Puis, je me suis posé la question : « Qu’est-ce qui t’a fait venir ici ? » J’ai repensé aux paroles de mon président de pieu : « Le Seigneur veut que tu fasses une mission. » J’avais été profondément touché par ses paroles. Ce sentiment avait été si puissant que j’avais repoussé mon mariage, quitté mon travail et interrompu mes études pour partir en mission. J’avais eu la certitude que le Seigneur voulait que je fasse une mission.

Mais être dans le champ de la mission n’était pas du tout comme je l’avais imaginé. J’avais eu une certitude, mais au moment où j’avais le plus besoin d’une confirmation divine, ces sentiments profonds me semblaient un lointain souvenir.

Le début de ma mission à plein temps a été d’une difficulté à laquelle je ne m’attendais pas.
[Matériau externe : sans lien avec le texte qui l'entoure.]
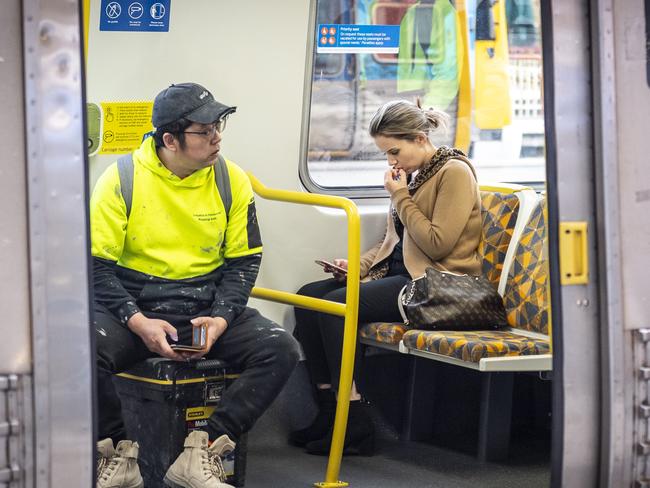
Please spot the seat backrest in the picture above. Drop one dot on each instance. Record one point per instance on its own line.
(499, 215)
(526, 293)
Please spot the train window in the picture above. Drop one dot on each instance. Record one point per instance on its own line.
(479, 60)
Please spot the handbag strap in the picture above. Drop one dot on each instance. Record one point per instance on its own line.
(400, 303)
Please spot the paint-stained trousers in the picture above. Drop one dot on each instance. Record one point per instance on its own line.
(262, 350)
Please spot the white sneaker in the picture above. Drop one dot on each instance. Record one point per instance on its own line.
(199, 465)
(118, 468)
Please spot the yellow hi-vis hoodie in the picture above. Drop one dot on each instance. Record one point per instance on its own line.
(176, 226)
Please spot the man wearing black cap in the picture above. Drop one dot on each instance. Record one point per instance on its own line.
(173, 241)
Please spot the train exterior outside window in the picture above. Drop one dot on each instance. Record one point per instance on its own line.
(504, 123)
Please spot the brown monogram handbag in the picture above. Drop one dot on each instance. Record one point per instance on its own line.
(441, 300)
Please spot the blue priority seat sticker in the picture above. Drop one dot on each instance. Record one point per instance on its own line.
(352, 38)
(135, 15)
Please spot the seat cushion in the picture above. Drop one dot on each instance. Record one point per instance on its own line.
(386, 332)
(475, 345)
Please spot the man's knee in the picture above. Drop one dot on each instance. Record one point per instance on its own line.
(283, 346)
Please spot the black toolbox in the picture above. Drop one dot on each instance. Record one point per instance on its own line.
(163, 401)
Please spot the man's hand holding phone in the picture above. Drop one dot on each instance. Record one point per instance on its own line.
(213, 327)
(339, 268)
(153, 333)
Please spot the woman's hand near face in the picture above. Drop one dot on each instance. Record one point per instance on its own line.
(394, 179)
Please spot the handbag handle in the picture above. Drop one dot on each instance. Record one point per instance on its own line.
(400, 304)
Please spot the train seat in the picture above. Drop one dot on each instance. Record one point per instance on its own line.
(499, 211)
(526, 303)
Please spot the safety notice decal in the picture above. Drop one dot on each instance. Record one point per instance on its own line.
(352, 38)
(124, 124)
(135, 15)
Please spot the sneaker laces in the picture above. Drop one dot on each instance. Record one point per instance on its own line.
(102, 462)
(215, 465)
(109, 466)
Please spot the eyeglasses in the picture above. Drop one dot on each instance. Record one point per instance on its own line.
(219, 126)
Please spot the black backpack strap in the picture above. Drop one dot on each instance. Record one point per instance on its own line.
(222, 179)
(125, 169)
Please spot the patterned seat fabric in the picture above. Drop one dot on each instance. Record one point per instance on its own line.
(473, 346)
(526, 303)
(385, 332)
(525, 298)
(499, 213)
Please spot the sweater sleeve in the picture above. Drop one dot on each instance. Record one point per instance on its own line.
(455, 200)
(368, 257)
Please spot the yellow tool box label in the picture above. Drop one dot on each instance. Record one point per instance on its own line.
(198, 413)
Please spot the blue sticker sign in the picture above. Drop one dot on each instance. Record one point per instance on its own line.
(352, 38)
(135, 15)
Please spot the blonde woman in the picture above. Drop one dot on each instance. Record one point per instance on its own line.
(434, 219)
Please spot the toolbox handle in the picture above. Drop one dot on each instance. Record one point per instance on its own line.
(211, 364)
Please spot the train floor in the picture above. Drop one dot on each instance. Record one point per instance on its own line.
(273, 463)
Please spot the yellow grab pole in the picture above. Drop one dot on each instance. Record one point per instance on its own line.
(350, 311)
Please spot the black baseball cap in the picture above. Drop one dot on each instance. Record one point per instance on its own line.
(188, 101)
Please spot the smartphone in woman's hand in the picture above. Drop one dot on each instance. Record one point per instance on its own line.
(331, 267)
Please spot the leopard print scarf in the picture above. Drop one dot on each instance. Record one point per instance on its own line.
(430, 169)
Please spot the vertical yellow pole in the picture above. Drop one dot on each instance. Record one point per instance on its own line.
(349, 346)
(86, 14)
(464, 111)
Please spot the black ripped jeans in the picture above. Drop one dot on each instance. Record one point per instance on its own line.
(262, 350)
(321, 334)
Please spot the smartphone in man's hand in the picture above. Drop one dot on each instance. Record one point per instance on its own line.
(199, 340)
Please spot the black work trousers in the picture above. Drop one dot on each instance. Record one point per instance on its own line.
(321, 334)
(262, 350)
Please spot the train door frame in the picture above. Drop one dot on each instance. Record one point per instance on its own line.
(61, 423)
(571, 197)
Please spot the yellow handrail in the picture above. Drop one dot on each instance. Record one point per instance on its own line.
(349, 311)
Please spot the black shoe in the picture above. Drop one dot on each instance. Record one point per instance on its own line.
(359, 436)
(322, 423)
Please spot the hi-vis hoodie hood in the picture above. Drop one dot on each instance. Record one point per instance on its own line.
(177, 228)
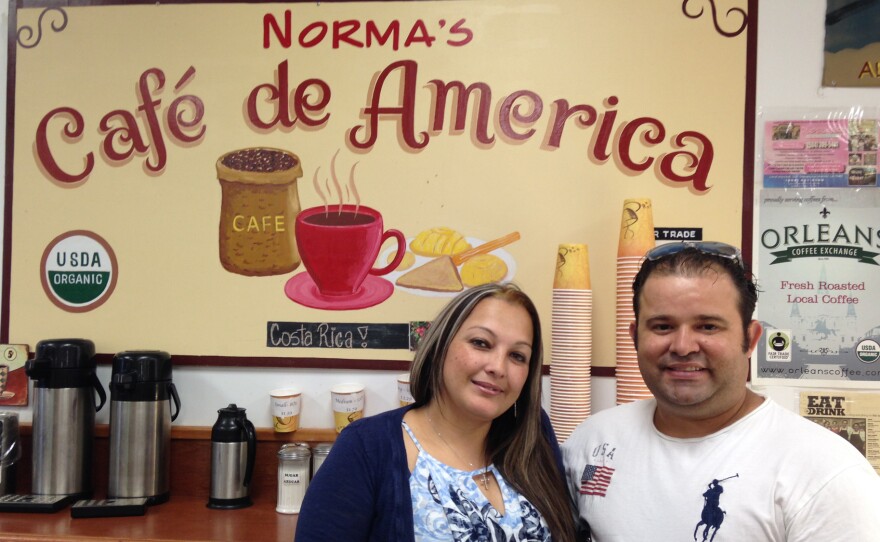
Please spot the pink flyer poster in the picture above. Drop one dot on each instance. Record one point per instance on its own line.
(820, 153)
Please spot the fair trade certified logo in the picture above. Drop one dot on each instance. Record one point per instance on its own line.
(868, 351)
(78, 271)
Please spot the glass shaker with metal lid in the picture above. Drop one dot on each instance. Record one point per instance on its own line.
(293, 476)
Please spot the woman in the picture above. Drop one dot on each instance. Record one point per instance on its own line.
(474, 458)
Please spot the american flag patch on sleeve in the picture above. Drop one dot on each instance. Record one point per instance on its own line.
(595, 480)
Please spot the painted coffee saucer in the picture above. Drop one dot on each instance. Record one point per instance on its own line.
(302, 289)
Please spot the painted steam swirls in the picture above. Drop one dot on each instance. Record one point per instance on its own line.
(732, 13)
(29, 39)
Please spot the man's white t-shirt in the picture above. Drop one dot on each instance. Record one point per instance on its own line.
(771, 476)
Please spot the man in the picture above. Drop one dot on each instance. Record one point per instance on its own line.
(707, 458)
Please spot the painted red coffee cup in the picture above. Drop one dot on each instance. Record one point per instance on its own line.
(338, 245)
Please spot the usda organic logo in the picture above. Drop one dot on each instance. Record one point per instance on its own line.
(78, 271)
(868, 351)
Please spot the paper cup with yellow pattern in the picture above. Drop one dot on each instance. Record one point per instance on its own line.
(348, 404)
(403, 393)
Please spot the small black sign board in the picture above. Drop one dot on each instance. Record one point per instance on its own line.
(678, 234)
(338, 336)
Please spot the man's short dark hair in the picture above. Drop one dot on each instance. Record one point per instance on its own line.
(691, 262)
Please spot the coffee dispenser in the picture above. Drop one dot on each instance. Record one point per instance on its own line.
(63, 371)
(141, 393)
(233, 450)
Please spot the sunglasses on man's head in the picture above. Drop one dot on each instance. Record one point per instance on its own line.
(713, 248)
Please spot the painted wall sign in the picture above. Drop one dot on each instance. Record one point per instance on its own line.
(348, 336)
(79, 271)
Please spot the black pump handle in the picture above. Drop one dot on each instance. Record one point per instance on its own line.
(252, 447)
(100, 389)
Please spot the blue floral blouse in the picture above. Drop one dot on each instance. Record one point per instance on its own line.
(448, 505)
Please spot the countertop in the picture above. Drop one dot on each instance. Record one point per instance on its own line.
(182, 518)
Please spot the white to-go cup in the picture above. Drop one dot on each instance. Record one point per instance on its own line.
(348, 404)
(403, 393)
(286, 405)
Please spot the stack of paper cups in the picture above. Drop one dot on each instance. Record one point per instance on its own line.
(636, 238)
(571, 340)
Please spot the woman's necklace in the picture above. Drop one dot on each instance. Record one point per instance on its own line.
(484, 478)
Mais je savais que j’étais là pour le Seigneur. J’avais su sans aucun doute que le Seigneur voulait que je fasse une mission. Mon manque de témoignage profond tandis que j’étais à la fenêtre sombre de l’appartement des missionnaires ne changeait pas cette connaissance.

J’étais en train de faire un choix très important. C’était un choix entre ce que je voulais faire et ce que le Seigneur voulait que je fasse. C’était la première fois, autant que je m’en souvienne, que j’étais aussi conscient du choix à faire.
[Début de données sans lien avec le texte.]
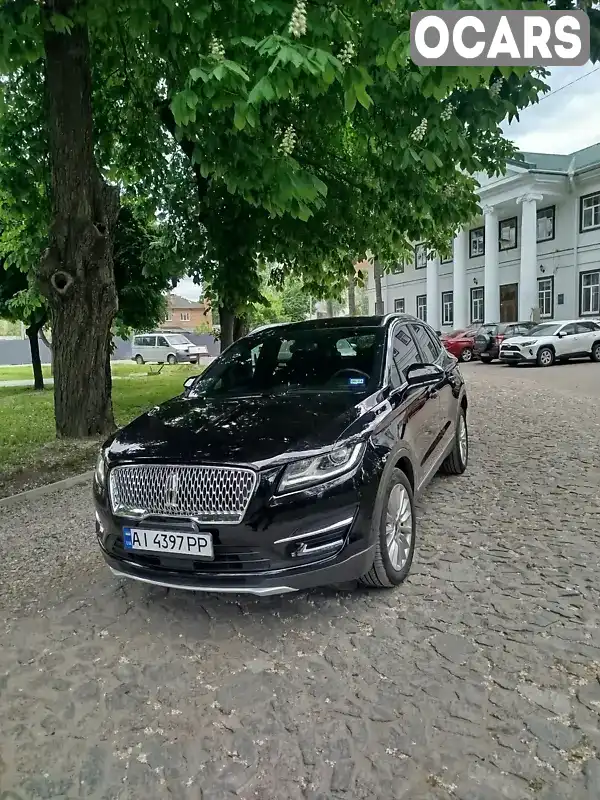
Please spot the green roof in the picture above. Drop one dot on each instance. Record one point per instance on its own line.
(551, 162)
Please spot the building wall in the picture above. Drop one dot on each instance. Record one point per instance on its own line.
(563, 258)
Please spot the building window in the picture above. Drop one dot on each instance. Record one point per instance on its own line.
(476, 242)
(421, 256)
(589, 293)
(546, 297)
(590, 212)
(447, 308)
(545, 224)
(477, 304)
(508, 234)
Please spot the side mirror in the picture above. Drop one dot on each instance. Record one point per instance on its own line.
(423, 374)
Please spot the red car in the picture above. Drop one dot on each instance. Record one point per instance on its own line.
(460, 343)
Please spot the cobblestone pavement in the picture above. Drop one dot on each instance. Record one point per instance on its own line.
(477, 680)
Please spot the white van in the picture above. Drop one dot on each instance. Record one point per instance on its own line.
(170, 348)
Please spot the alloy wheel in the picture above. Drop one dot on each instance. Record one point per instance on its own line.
(399, 527)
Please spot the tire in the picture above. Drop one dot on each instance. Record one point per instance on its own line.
(456, 461)
(545, 357)
(388, 571)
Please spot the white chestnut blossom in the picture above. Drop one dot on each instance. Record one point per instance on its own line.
(216, 48)
(419, 132)
(297, 26)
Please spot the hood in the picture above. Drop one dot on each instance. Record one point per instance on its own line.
(246, 430)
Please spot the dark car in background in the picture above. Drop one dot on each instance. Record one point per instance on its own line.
(489, 337)
(460, 343)
(293, 461)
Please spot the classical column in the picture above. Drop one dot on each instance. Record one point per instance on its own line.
(491, 276)
(528, 293)
(433, 292)
(460, 289)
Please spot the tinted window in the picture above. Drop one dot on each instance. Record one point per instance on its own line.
(404, 354)
(586, 327)
(427, 344)
(298, 360)
(569, 329)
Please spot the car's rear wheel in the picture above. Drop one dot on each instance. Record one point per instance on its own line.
(456, 462)
(545, 357)
(395, 534)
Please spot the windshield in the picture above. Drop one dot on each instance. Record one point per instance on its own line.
(543, 330)
(178, 338)
(297, 359)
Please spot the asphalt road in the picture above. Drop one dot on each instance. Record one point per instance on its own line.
(476, 680)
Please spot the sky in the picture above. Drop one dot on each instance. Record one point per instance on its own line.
(566, 119)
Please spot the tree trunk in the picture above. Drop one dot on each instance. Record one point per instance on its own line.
(377, 273)
(227, 320)
(34, 345)
(240, 327)
(351, 296)
(76, 271)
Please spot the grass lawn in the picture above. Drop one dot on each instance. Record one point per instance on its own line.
(125, 369)
(30, 455)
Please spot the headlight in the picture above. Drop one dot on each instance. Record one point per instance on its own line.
(310, 471)
(100, 472)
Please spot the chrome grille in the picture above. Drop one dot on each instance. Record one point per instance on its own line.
(209, 494)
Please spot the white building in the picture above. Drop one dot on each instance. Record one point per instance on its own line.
(537, 245)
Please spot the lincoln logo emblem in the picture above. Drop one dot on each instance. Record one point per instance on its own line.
(172, 490)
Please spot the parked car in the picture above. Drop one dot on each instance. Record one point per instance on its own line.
(460, 343)
(163, 347)
(489, 337)
(554, 341)
(271, 474)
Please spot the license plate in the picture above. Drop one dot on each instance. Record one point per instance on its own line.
(185, 544)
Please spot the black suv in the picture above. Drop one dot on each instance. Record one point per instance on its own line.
(291, 462)
(489, 338)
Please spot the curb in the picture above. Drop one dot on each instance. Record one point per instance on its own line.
(40, 491)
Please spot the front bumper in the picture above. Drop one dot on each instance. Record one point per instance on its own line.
(517, 356)
(284, 544)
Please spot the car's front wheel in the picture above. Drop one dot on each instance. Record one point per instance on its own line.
(545, 357)
(395, 531)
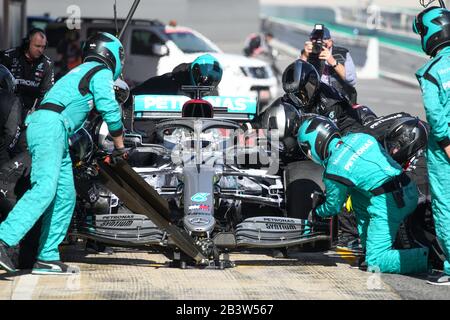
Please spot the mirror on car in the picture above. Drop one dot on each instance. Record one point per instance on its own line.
(160, 50)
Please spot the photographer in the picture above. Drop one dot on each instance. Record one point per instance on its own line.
(334, 64)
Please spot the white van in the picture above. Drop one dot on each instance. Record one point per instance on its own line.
(153, 48)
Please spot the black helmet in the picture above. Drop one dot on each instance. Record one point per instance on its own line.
(433, 26)
(405, 138)
(105, 48)
(7, 80)
(301, 82)
(286, 119)
(122, 91)
(206, 70)
(314, 136)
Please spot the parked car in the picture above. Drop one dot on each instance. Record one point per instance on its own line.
(153, 48)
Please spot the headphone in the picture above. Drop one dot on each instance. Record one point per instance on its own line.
(26, 41)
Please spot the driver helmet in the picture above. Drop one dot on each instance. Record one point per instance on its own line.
(301, 82)
(433, 26)
(285, 118)
(314, 137)
(105, 48)
(205, 71)
(7, 80)
(405, 138)
(121, 90)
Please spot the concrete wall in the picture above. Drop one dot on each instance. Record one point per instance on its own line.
(224, 22)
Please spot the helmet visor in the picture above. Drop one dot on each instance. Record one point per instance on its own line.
(206, 74)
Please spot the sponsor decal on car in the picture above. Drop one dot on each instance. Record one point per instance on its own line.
(202, 207)
(200, 197)
(174, 103)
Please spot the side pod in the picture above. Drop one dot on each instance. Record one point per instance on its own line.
(141, 198)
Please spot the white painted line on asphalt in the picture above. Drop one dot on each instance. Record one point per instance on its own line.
(396, 102)
(73, 282)
(25, 287)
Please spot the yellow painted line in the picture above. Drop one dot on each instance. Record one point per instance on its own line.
(347, 255)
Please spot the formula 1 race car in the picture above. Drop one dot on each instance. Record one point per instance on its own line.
(217, 186)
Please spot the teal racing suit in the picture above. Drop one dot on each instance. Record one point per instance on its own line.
(62, 112)
(358, 166)
(434, 79)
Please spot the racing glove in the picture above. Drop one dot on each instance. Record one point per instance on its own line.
(119, 154)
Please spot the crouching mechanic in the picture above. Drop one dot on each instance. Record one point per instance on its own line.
(62, 112)
(205, 70)
(382, 195)
(433, 26)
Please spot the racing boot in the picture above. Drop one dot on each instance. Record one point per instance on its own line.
(439, 279)
(53, 268)
(5, 260)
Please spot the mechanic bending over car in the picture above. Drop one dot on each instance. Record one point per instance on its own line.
(334, 64)
(304, 89)
(433, 26)
(205, 70)
(382, 195)
(33, 72)
(62, 112)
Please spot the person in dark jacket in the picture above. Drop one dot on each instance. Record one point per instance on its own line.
(10, 114)
(33, 72)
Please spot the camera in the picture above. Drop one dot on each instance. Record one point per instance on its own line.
(317, 39)
(317, 42)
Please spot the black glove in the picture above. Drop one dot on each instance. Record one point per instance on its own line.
(317, 199)
(119, 153)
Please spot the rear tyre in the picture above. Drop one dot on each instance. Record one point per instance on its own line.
(302, 179)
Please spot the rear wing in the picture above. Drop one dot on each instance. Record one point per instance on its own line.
(170, 106)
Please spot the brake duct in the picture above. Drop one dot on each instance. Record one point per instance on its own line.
(141, 198)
Je me suis dit à haute voix : « Je ne quitterai jamais, jamais l’appel que j’ai accepté. Quoi qu’il arrive, je resterai en mission. » Comme je prononçais ces paroles, j’ai senti la paix entrer dans mon cœur pour la première fois depuis que j’étais arrivé dans le champ de la mission.
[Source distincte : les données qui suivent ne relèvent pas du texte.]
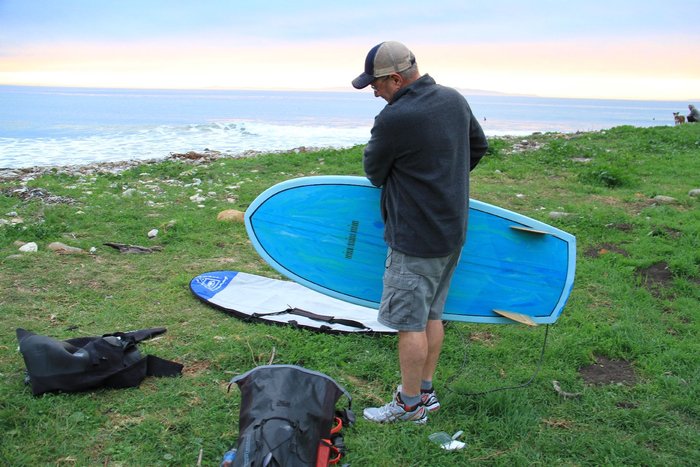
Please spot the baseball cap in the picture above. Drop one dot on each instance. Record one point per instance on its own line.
(384, 59)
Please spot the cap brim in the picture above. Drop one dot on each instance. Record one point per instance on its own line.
(362, 81)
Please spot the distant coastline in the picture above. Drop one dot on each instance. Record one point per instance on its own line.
(49, 126)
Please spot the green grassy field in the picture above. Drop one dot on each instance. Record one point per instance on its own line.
(627, 342)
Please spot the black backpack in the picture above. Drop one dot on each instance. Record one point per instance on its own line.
(84, 363)
(287, 415)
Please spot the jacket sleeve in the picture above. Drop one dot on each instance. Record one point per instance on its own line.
(378, 155)
(477, 143)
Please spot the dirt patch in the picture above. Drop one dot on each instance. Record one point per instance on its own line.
(656, 277)
(622, 226)
(667, 232)
(26, 194)
(484, 337)
(196, 368)
(605, 248)
(606, 371)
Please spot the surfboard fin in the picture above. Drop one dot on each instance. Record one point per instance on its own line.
(517, 317)
(528, 230)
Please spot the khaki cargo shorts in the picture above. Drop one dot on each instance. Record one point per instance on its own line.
(415, 289)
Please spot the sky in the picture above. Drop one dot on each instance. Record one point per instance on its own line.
(619, 49)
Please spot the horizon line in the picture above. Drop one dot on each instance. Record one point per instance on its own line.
(467, 91)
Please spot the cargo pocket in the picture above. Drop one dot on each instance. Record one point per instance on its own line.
(399, 297)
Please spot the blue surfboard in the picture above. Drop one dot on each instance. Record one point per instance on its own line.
(326, 233)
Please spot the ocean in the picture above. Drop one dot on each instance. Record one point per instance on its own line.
(42, 126)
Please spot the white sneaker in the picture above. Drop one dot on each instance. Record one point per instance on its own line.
(396, 411)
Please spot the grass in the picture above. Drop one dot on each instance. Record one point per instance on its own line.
(635, 300)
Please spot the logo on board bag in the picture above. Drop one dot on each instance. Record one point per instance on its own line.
(212, 283)
(352, 238)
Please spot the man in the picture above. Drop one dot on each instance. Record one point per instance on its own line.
(422, 147)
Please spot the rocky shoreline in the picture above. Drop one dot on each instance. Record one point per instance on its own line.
(26, 174)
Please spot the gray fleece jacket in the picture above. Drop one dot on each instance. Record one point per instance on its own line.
(423, 145)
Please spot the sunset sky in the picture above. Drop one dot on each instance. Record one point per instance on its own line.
(641, 49)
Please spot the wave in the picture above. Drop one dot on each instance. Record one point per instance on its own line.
(141, 143)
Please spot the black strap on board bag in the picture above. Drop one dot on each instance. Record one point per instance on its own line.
(85, 363)
(288, 417)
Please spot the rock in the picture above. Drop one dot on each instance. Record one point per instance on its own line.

Maintenant, de nombreuses années plus tard, je me rends compte que le Seigneur me guidait dans cette épreuve. J’ai appris que le Seigneur ne nous bénit en nous accordant une paix qui nous apporte une confirmation que lorsque nous avons démontré notre désir d’obéir. Je serai toujours reconnaissant des bénédictions que m’a apportées mon choix. Il a changé ma vie à jamais.

« La véritable réussite de votre mission ne se mesure pas en chiffres : elle est gravée dans votre cœur et dans le cœur des gens dont la vie aura éternellement changée grâce à vous. Rendez souvent témoignage. Je n’ai rien vu chez les missionnaires qui ait plus de force et exerce une plus grande influence bénéfique que le fait de rendre un témoignage simple et pur. Votre témoignage est la première étape de la conversion des personnes que vous instruisez. Ayez le courage d’inviter les gens à changer leur vie pour aller au Christ en obéissant aux principes et aux ordonnances de l’Évangile. »

Dennis B. Neuenschwander, de la présidence des soixante-dix (voir « À un fils missionnaire », L’Étoile, janvier 1992, p. 49).